The Mountain Eagle
WHITESBURG WEATHER

Treatment, not jail





It has never made sense to lock up nonviolent drug offenders for the obscenely long sentences forced upon judges by vote-courting legislatures. Such offenders need a shot at intensive drug treatment before they are sentenced to intensive prison lockup.

Now, with the floor dropping out of the economy and budgets suffering massive shortfalls, the lock-’em-up sloganeering rings hollow and common sense has been forced upon us: Some states are considering alternatives to incarceration, including early release and diversion programs, for such offenders.

Count Kentucky among those states.

In 1970, Kentucky’s prison population was fewer than 3,000 inmates.

In 2009, that number has grown to about 22,000. Among the current population, a whopping 6,110 are locked up for nonviolent drug offenses. (It is estimated that 80 percent of the people involved in the state’s criminal justice system are there as a direct or indirect result of drug abuse.)

All of that is why a new initiative signed into law by Gov.

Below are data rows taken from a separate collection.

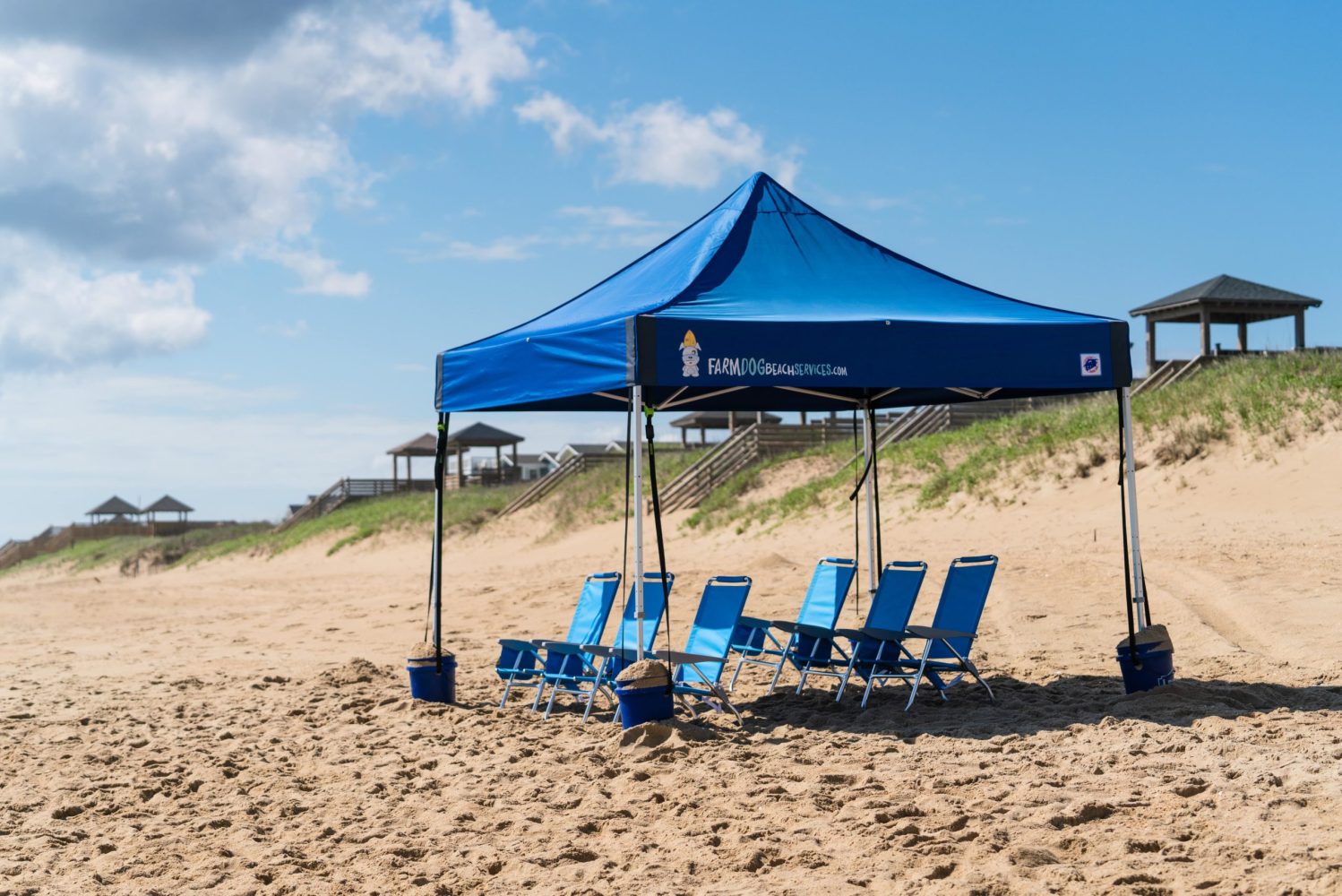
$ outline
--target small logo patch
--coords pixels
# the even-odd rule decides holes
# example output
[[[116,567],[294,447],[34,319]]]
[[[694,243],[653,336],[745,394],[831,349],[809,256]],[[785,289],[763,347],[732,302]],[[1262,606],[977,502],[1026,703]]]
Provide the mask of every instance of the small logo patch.
[[[699,376],[699,341],[694,338],[694,330],[686,330],[680,341],[680,376]]]

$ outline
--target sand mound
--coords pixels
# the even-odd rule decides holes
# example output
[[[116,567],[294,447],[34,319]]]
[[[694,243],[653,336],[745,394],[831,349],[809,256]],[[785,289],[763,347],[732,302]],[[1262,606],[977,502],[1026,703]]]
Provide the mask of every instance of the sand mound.
[[[639,660],[621,669],[615,680],[625,688],[656,688],[671,683],[671,672],[656,660]]]
[[[718,739],[713,728],[679,719],[644,722],[612,738],[619,744],[619,752],[633,762],[670,762],[684,757],[696,744]]]

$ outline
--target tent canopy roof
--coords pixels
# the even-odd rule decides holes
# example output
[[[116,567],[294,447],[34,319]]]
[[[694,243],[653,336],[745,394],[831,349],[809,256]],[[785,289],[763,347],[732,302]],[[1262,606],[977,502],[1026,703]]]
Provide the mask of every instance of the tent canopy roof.
[[[110,516],[111,514],[138,514],[138,512],[140,508],[132,504],[129,500],[122,500],[121,498],[113,495],[107,500],[102,502],[101,504],[90,510],[89,515],[102,516],[106,514]]]
[[[440,410],[805,410],[1127,385],[1127,325],[903,258],[753,174],[628,267],[439,355]],[[960,389],[960,392],[947,392]]]
[[[187,504],[181,503],[180,500],[177,500],[172,495],[164,495],[162,498],[160,498],[154,503],[149,504],[149,507],[145,507],[144,512],[146,512],[146,514],[169,514],[169,512],[170,514],[195,514],[196,508],[195,507],[187,507]]]

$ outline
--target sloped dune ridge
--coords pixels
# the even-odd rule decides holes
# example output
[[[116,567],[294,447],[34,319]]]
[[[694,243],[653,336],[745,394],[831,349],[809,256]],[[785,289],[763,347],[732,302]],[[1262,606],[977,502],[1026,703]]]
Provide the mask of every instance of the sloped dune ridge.
[[[1001,557],[977,645],[997,703],[962,684],[907,714],[899,687],[866,711],[786,672],[766,695],[760,668],[743,727],[497,708],[495,640],[561,633],[581,577],[619,569],[619,524],[447,546],[456,707],[412,702],[400,656],[423,537],[8,575],[0,893],[1342,892],[1339,456],[1327,432],[1143,469],[1178,681],[1135,696],[1108,475],[943,512],[887,487],[887,558],[931,566],[915,621],[950,558]],[[676,645],[710,574],[792,617],[813,562],[851,551],[840,503],[743,534],[672,519]]]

Steve Beshear at the end of the just-concluded General Assembly is such welcome news.

Billed as a way to control the prison population and to modernize the state’s penal code, the law offers first-time and repeat offenders with no history of violence or sex crimes a pre-trial option to undergo substance abuse treatment in jail or in an approved and secured setting.

Offenders are screened, and the treatment — from 90 days to a year — is voluntary. If an offender successfully completes the program, the judge hearing the case can expunge or reduce the charges.

The monetary cost per offender in this new program is about the same as if the person were jailed.

The potential benefit for all of us is much better than continuing to do what has swollen Kentucky’s prison population to 22,000, more than one-fourth of them nonviolent drug offenders.